During tranexamic acid (TXA) treatment, the frequency of attacks, which occurred biweekly before the treatment, significantly decreased in both patients compared to other treatments. However, the authors noted a temporary increase in D-dimer levels during the TXA therapy. Both patients had similar fibrinogen levels before starting TXA and were not taking any other medications along with TXA. Other family members with HAE-1 did not exhibit this incidental D-dimer elevation, except for these two patients. Interestingly, the authors did not observe any clinical symptoms and signs that could be related to diseases associated with D-dimer elevation. D-dimer elevation is common in patients with Hereditary angioedema (HAE) during attacks. However, these patients did not experience angioedema attacks at the same time. After discontinuing TXA administration, D-dimer levels returned to normal in both patients.

Is there any risk to patients with such a coincidental laboratory finding?

Patients from the case report did not experience any symptoms during therapy. D-dimer increase was a coincidental finding. However, physicians stopped TXA use because they did not know the exact reason for the increased D-dimer levels. Regarding the author’s knowledge, no study has mentioned this kind of D-dimer elevation during TXA use. Because the D-dimer increase results from fibrinogen breakdown, it suggested that the fibrinolytic system, especially the plasmin, may not have been suppressed by TXA. The plasminogen may be in direct contact with fibrinogen and may have degraded independently of plasmin. Another suggestion is that the increase may result from asymptomatic episodes that came across with the D-dimer measurement. Lastly, TXA resistance may develop because of a drug-specific antibody.

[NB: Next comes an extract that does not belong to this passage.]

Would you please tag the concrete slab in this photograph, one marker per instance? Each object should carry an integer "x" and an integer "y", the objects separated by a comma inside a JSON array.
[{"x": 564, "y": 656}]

Impact on pharmacovigilance practice

In pharmacovigilance, literature monitoring is essential to detect and assess potential adverse drug reactions (ADRs). However, coincidental laboratory findings identified through literature monitoring can pose some risks. Coincidental laboratory findings refer to abnormal laboratory test results reported in the scientific literature but may not be related to the medication. These findings can lead to misinterpretation and misattribution of ADRs, resulting in false safety signal detection and reporting. Therefore, it is crucial for pharmacovigilance professionals to carefully evaluate and interpret coincidental laboratory findings in the context of the medication’s known safety profile, patient population, and other relevant factors.